Transparent Science

What does Transparent Science mean?

Scientific claims should be subject to scrutiny by other researchers and the public at large. An important requirement for such scrutiny is that researchers make their claims transparent in a way that other researchers are able to use easily available resources to form a complete understanding of the methods that were used by the original. In the social sciences, especially given the personal computing and Internet revolutions and the wide availability of data and processing power, it is essential that data, code, and analyses be transparent.

Christensen (2016, p. 5)

Difference Between Open Science and Transparent Science

While Open Science aims at making research outputs available to the public, Transparent Science‘s goal is to ensure that the results are reproducible.
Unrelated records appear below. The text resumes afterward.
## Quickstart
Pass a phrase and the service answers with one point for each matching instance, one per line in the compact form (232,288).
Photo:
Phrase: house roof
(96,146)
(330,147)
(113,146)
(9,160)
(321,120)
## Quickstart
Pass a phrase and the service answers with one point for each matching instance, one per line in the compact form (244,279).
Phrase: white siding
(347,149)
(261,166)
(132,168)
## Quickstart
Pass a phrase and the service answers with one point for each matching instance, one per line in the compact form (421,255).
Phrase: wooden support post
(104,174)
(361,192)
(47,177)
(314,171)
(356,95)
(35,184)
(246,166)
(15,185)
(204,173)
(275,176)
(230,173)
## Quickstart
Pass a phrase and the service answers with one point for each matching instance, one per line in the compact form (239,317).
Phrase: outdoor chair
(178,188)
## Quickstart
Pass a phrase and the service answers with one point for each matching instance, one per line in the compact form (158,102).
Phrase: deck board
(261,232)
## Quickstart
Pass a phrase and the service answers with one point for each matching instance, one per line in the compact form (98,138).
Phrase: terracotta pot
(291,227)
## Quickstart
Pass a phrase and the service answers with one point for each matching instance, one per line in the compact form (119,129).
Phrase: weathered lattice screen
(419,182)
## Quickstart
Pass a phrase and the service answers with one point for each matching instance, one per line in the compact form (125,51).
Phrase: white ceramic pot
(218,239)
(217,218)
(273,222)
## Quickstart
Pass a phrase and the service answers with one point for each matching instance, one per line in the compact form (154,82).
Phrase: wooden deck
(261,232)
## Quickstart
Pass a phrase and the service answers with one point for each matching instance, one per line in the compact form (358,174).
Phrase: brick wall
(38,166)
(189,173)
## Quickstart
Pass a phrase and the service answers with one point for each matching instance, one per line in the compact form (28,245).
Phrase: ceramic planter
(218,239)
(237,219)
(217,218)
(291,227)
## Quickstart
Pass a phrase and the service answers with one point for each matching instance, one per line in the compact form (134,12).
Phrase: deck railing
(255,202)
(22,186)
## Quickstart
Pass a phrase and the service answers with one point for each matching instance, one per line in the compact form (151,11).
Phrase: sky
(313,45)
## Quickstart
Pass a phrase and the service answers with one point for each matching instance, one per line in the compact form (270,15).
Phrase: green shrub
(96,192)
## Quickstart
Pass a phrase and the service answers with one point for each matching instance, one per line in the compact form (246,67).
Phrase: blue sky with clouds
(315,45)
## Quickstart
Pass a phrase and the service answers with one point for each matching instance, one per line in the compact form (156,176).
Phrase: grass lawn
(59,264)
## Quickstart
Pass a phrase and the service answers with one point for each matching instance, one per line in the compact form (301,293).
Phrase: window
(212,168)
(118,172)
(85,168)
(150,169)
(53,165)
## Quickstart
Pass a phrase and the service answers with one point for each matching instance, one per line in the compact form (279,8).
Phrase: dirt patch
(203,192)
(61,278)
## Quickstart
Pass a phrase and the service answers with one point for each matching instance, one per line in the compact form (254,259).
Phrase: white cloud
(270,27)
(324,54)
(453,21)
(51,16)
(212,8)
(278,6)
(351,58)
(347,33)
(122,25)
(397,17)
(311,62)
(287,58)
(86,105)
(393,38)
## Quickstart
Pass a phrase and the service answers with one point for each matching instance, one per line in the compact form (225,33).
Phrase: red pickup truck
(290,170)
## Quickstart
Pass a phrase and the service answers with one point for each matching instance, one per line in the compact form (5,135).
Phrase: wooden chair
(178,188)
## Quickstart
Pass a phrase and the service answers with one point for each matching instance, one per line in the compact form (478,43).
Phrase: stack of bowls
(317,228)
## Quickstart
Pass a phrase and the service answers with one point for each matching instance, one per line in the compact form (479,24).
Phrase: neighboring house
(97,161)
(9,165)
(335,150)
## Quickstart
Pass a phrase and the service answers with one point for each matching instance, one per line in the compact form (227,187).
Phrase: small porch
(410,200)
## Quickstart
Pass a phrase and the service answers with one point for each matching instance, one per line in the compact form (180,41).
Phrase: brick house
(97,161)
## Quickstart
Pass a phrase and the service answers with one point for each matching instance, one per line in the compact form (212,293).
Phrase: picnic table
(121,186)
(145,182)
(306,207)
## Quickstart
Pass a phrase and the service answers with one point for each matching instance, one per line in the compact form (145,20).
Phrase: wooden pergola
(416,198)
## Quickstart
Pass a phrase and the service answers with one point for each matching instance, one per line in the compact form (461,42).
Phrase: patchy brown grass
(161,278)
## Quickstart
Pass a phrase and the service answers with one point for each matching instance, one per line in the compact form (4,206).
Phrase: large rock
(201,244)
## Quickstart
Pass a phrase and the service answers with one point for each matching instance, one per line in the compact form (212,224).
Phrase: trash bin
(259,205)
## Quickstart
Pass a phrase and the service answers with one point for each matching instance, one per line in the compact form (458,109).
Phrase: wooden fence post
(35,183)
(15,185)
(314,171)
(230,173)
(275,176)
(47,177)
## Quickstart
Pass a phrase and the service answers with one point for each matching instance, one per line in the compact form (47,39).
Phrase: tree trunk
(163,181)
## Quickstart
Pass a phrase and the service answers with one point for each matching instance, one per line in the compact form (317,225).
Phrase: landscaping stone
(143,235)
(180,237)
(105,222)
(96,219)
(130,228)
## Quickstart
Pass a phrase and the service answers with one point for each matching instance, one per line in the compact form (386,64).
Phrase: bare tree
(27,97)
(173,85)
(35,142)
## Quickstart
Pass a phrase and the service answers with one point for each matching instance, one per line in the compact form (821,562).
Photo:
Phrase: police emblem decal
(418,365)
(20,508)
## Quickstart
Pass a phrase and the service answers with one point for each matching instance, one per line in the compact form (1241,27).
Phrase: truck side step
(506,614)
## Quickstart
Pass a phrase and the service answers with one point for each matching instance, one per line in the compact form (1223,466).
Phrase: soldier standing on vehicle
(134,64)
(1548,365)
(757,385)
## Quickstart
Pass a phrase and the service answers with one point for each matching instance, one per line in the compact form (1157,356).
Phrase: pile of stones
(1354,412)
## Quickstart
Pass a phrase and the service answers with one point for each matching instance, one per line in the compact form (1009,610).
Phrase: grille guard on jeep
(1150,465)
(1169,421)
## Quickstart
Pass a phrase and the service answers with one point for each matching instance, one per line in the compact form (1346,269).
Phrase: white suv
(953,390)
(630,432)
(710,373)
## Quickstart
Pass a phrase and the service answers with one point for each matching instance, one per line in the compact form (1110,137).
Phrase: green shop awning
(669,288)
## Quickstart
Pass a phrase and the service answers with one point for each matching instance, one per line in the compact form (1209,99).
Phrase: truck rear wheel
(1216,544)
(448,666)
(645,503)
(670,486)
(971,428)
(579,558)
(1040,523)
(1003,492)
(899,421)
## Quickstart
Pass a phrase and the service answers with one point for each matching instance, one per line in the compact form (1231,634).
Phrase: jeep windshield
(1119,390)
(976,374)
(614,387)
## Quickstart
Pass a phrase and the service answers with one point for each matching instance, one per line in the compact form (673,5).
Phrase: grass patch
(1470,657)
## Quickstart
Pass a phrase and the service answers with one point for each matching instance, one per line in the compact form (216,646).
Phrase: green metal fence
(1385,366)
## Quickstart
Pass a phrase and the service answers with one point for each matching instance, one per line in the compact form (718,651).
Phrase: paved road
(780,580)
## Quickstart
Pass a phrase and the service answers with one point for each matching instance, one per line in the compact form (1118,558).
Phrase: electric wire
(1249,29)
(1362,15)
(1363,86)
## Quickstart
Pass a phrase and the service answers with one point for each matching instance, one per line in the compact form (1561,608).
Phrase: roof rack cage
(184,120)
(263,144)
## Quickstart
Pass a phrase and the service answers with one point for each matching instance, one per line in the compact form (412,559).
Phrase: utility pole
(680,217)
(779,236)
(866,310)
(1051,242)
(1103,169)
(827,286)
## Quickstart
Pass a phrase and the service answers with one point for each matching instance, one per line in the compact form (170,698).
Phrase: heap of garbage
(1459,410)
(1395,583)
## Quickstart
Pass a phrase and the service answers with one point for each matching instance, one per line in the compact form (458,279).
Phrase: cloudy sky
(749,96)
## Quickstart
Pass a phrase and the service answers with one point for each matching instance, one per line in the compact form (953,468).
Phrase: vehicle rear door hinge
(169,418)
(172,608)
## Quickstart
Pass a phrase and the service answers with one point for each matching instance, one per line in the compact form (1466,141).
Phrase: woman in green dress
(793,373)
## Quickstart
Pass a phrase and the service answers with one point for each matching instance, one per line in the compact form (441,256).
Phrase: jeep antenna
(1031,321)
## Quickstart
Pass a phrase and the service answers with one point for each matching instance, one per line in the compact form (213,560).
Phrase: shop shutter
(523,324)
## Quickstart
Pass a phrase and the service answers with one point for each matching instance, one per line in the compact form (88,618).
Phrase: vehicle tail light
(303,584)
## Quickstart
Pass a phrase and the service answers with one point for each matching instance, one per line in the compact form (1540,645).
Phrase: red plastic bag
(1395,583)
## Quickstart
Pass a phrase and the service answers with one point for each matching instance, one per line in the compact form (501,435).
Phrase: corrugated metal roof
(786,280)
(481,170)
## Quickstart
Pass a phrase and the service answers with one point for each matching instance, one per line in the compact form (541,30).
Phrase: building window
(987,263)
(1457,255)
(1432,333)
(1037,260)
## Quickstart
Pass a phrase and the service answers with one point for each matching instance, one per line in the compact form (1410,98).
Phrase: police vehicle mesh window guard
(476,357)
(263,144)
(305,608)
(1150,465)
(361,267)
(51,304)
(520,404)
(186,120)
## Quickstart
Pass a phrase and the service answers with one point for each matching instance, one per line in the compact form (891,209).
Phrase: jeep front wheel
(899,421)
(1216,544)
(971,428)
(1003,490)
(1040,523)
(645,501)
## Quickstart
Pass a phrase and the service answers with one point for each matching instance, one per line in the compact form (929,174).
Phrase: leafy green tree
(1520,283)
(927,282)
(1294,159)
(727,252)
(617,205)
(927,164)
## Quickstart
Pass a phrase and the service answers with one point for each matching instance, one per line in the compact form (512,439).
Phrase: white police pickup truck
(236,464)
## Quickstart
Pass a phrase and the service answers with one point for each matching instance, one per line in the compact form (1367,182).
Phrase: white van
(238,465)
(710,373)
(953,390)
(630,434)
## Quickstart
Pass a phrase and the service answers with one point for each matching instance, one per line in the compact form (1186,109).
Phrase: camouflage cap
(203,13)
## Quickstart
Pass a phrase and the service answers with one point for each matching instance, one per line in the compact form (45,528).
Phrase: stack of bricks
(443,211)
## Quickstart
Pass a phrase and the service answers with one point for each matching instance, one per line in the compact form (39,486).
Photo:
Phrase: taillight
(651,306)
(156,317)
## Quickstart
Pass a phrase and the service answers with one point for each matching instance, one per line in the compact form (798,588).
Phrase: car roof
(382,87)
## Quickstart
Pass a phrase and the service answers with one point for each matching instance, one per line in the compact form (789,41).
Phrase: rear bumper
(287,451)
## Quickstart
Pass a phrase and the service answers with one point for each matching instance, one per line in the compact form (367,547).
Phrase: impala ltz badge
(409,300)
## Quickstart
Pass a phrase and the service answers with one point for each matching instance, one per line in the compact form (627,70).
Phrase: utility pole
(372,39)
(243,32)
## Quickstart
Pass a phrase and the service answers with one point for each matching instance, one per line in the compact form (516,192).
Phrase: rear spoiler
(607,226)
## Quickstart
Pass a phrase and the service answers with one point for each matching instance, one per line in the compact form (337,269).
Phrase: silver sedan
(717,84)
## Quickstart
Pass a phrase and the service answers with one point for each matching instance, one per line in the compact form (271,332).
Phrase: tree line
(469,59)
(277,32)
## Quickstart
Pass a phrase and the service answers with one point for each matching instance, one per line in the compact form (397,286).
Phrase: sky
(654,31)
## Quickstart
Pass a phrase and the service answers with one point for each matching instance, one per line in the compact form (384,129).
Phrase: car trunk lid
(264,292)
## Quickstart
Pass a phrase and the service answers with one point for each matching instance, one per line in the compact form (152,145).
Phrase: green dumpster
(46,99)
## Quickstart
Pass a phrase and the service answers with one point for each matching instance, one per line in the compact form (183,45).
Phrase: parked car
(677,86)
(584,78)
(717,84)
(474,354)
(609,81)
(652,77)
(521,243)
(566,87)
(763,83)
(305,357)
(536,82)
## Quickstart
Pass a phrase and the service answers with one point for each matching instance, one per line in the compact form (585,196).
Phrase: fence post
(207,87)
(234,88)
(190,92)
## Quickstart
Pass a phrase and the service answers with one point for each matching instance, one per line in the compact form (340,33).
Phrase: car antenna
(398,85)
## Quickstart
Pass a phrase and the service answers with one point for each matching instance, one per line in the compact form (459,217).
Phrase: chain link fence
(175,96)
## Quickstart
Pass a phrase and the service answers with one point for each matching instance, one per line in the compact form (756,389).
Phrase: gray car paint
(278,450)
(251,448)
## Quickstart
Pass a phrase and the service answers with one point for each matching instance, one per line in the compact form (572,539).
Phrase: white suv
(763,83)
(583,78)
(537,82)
In other words, to be be open in a meaningful way and for achieving real openness of research data, science has to be transparent.

Essentials of Transparent Science

  • Document your data collection and share your data (see also the knowledge base’s section on data sharing)
    • To ensure transparent science and comprehensible data you should document your data collection and analyses; this entails for example your hypotheses (which should be created before data collection!), research goals, research method, population, sample size and characteristics, power analysis results, data collection method, etc.
    • Reproducibility of your results will be strongly increased if data that is the foundation of the publication is shared
    • Note: If the data collection process itself is reproducible, the profit of providing data underlying your publication is small. Thus, data sharing may not be necessary in the following cases:
      • for secondary research: if only existing research data are used that can be retrieved with a persistent identifier
      • for simulation studies: if the data generating code is provided and the amount of generated data is too large to be efficiently shared
  • Always document the instruments and software you used for collecting and analyzing your data
    • You should always state which versions were used. Note that this documentation is inevitable if you want to ensure that other researchers can reproduce your results. For example in Mplus, the default option for the treatment of missing values changed between Version 6 and 6.1 (see Mplus Version History). As a consequence, researchers using version 6 or earlier will obtain different results if they execute the same code on exactly the same data.
      • For commercial statistical software, such as SPSS, documenting the version will be quite easy (assuming all calculations are carried out using the same SPSS version).
      • For R, the version of your R-installation and versions of all packages that are used has to be documented. You can simply execute the sessionInfo() command after all packages are loaded to generate this overview. Moreover, the package Packrat helps you managing these dependencies.
      • For Mplus the software version should be reported. Fortunately, your .out-file will include this documentation automatically.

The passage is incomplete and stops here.